É essa a diferença entre escravidão e liberdade. O escravo é obrigado
a fazer o que seu superior lhe ordena que faça, enquanto o cidadão livre - e é
isso que significa liberdade - tem a possibilidade de escolher seu próprio modo
de vida. Sem dúvida esse sistema capitalista pode ser - e é de fato - mal
usado por alguns. É certamente possível fazer coisas que não deveriam ser
feitas. Mas se tais coisas contam com a aprovação da maioria do povo, uma
voz discordante terá sempre algum meio de tentar mudar as ideias de seus
concidadãos. Pode tentar persuadi-los, convencê-los, mas não pode tentar
constrangê-los pela força, pela força policial do governo.

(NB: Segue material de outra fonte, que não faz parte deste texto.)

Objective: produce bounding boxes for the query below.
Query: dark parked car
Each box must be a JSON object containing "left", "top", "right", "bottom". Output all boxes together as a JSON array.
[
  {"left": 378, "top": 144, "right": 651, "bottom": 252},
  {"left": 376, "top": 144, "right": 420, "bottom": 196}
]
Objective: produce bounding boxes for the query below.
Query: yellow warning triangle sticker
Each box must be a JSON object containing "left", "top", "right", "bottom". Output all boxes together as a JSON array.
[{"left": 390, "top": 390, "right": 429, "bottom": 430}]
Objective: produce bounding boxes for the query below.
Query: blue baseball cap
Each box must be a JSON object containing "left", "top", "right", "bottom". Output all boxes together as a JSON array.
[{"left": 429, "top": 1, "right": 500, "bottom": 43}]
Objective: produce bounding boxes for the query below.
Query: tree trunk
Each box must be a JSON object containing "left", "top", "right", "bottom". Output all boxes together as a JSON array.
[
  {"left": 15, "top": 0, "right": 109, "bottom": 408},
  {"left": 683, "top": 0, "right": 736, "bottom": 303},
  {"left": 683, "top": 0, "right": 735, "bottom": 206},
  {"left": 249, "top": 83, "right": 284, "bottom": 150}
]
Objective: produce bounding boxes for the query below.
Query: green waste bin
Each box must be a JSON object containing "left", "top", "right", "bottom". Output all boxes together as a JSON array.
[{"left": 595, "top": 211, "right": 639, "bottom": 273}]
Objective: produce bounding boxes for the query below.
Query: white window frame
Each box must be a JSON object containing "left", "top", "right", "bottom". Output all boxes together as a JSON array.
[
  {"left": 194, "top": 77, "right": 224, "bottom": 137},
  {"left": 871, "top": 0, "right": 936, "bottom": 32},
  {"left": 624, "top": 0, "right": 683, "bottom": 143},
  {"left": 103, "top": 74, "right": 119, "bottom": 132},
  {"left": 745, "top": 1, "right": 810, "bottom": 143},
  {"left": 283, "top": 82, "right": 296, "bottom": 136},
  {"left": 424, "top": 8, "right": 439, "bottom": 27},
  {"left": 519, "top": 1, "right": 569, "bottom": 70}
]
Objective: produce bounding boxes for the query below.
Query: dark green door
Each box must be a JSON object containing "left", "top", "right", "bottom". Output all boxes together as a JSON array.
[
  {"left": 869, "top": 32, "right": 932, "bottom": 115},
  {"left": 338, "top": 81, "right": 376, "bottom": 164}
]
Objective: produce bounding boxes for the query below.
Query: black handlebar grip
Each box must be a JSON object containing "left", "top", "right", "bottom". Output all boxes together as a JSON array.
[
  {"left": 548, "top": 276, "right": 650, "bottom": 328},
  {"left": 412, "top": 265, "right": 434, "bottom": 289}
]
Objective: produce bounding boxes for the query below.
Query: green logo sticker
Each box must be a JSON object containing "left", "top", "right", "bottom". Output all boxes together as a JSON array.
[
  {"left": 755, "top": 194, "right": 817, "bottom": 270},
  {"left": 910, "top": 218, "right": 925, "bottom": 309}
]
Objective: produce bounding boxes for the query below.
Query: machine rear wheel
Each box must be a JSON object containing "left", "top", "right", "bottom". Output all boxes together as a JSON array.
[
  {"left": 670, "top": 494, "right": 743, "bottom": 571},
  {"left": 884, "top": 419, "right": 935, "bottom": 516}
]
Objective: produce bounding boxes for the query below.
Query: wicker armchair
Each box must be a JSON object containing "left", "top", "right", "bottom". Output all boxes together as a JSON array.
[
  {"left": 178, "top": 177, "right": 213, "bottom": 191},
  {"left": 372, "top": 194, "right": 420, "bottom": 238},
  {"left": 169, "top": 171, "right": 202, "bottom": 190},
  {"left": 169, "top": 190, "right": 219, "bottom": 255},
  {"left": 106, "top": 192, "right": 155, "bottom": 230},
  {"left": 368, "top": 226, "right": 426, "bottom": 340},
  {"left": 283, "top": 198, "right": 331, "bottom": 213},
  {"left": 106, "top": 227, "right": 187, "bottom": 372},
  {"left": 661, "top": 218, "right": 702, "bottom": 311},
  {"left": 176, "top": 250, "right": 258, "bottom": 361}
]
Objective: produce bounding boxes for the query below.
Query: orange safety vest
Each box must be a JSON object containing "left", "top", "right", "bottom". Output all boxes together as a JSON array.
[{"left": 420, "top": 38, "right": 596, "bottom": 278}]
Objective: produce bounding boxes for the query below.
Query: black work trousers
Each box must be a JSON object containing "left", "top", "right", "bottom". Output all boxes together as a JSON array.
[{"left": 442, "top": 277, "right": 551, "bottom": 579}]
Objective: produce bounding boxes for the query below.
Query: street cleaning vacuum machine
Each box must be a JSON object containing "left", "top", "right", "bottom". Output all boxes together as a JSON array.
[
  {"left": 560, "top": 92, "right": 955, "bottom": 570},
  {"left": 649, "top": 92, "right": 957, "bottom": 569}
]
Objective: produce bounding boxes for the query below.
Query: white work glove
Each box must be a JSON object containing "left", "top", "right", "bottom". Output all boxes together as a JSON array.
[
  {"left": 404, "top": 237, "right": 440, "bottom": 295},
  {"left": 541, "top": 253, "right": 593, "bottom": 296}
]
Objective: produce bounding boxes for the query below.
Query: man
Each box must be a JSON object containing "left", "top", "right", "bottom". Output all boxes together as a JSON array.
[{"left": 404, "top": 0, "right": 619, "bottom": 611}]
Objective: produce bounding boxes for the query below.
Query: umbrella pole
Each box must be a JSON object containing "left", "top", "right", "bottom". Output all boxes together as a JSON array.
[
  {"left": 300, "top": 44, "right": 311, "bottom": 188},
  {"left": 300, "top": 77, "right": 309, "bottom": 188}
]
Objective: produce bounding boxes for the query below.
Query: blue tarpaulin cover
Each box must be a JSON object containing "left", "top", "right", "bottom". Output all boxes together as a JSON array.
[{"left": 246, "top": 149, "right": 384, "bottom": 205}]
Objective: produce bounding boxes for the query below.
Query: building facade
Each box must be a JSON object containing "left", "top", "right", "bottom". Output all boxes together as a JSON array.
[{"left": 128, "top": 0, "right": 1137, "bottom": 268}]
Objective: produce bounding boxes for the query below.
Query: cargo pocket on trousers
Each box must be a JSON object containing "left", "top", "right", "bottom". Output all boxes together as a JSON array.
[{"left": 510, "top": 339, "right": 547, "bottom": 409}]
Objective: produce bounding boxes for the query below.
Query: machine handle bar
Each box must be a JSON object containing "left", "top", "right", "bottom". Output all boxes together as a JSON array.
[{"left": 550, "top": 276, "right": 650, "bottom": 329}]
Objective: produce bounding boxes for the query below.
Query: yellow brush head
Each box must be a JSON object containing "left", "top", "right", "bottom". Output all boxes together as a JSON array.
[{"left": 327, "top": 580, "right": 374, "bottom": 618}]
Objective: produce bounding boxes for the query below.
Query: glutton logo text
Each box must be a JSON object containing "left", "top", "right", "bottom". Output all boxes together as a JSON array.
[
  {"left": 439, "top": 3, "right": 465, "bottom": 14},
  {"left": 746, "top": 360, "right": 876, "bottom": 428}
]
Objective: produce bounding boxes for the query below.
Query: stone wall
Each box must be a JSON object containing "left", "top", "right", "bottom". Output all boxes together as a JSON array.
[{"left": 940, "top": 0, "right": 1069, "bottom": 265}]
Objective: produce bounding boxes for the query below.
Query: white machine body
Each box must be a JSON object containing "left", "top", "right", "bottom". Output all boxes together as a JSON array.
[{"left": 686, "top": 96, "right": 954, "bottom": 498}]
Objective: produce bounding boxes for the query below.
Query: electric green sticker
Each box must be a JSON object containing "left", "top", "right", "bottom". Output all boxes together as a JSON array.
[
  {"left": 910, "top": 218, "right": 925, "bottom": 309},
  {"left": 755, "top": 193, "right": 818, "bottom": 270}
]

Na economia de mercado, todos prestam serviços aos seus concidadãos ao
prestarem serviços a si mesmos. Era isso o que tinham em mente os
pensadores liberais do século XVIII, quando falavam da harmonia dos interesses
- corretamente compreendidos - de todos os grupos e indivíduos que constituem a
população. E foi a essa doutrina da harmonia de interesses que os
socialistas se opuseram. Falaram de um "conflito inconciliável de
interesses" entre vários grupos.
Que significa isso? Quando Karl Marx - no primeiro capitulo do Manifesto
Comunista, esse pequeno panfleto que inaugurou seu movimento socialista -
sustentou a existência de um conflito inconciliável entre as classes, só pôde
evocar, como ilustração à sua tese, exemplos tomados das condições da sociedade
pré-capitalista. Nos estágios pré-capitalistas, a sociedade se dividia em
grupos hereditários de status, na Índia denominados "castas".

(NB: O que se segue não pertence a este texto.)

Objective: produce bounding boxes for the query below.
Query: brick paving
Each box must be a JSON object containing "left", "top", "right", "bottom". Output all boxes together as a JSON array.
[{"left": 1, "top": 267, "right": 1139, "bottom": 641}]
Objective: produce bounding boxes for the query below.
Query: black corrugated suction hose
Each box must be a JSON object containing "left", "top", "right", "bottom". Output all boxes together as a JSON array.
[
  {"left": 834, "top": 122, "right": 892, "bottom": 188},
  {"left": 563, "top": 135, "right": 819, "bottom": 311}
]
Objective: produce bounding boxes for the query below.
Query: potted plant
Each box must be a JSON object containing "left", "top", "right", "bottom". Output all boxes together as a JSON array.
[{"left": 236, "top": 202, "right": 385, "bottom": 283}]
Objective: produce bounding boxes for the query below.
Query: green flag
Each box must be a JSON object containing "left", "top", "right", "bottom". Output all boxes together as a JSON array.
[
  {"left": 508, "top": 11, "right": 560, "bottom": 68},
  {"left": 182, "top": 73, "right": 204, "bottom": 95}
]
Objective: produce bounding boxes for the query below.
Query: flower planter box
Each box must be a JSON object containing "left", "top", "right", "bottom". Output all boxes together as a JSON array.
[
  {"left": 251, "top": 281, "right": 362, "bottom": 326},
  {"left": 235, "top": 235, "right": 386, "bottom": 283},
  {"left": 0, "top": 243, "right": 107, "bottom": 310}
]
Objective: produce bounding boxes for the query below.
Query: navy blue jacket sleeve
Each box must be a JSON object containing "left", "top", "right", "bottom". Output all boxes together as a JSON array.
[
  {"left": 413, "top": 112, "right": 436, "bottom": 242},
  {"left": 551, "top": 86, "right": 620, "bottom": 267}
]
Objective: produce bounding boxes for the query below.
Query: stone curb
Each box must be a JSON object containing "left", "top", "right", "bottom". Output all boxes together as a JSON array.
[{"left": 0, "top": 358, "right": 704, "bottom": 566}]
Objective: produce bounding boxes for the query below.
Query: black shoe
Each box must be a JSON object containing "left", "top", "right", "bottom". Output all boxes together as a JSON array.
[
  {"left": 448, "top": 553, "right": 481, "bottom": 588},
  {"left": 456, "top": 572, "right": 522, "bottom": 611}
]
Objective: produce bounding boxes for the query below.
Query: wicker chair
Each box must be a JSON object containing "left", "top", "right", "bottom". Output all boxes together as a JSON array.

Numa sociedade de status, um homem não nascia, por exemplo, cidadão
francês; nascia na condição de membro da aristocracia francesa, ou da burguesia
francesa, ou do campesinato francês. Durante a maior parte da Idade
Média, era simplesmente um servo. E a servidão, na França, ainda não
havia sido inteiramente extinta mesmo depois da Revolução Americana. Em
outras regiões da Europa, a sua extinção ocorreu ainda mais tarde. Mas a
pior forma de servidão - forma que continuou existindo mesmo depois da abolição
da escravatura - era a que tinha lugar nas colônias inglesas. O indivíduo
herdava seu status dos país e o conservava por toda a vida.

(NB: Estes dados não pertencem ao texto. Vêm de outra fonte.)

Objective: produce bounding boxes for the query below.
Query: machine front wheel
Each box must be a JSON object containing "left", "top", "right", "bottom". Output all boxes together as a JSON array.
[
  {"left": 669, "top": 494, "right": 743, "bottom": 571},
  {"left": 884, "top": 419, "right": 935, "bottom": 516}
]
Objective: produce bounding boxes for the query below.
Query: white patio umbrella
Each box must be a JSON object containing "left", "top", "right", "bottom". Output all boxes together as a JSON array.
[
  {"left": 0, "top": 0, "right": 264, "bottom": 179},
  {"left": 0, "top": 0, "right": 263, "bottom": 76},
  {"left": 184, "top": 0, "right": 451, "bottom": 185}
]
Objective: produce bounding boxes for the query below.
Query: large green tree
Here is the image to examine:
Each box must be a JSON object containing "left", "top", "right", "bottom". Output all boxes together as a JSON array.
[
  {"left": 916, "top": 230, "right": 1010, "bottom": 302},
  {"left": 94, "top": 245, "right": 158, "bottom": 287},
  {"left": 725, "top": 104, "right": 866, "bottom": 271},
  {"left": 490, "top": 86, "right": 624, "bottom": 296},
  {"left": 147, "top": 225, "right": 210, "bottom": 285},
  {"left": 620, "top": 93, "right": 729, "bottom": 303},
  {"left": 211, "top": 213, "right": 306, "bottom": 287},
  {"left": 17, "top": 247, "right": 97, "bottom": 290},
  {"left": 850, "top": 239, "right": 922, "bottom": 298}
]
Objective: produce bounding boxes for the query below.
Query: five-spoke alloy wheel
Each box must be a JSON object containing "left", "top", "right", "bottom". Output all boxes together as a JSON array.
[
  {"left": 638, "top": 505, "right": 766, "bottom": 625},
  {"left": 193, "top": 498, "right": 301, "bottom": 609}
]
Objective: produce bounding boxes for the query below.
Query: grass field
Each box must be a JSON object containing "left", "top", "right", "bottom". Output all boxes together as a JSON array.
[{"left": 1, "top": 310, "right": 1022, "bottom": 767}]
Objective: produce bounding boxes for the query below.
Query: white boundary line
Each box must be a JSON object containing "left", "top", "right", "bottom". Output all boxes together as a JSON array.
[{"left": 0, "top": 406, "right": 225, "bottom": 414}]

Transferia-o aos filhos. Cada grupo tinha privilégios e
desvantagens. Os de status mais elevado tinham apenas privilégios,
os de status inferior, só desvantagens. E não restava ao homem
nenhum outro meio de escapar às desvantagens legais impostas por seu status senão
a luta política contra as outras classes. Nessas condições, pode-se dizer
que havia "um conflito inconciliável de interesses entre senhores de
escravos e escravos", porque o interesse dos escravos era livrar-se da
escravidão, da qualidade de escravos. E sua liberdade significava, para
os seus proprietários, uma perda. Assim sendo, não há dúvida de que tinha
de existir forçosamente um conflito inconciliável de interesses entre os
membros das várias classes.
Não devemos esquecer que nesses períodos - em que as sociedades de status
predominaram na Europa, bem como nas colônias que os europeus fundaram
posteriormente na América - as pessoas não se consideravam ligadas de nenhuma
forma especial às demais classes de sua própria nação; sentiam-se muito mais
solidárias com os membros de suas classes nos outros países. Um
aristocrata francês não tinha os franceses das classes inferiores na conta de
seus concidadãos: a seus olhos, eles não eram mais que a ralé, que não lhes
agradava. Seus iguais eram os aristocratas dos demais países - os
da Itália, Inglaterra e Alemanha, por exemplo.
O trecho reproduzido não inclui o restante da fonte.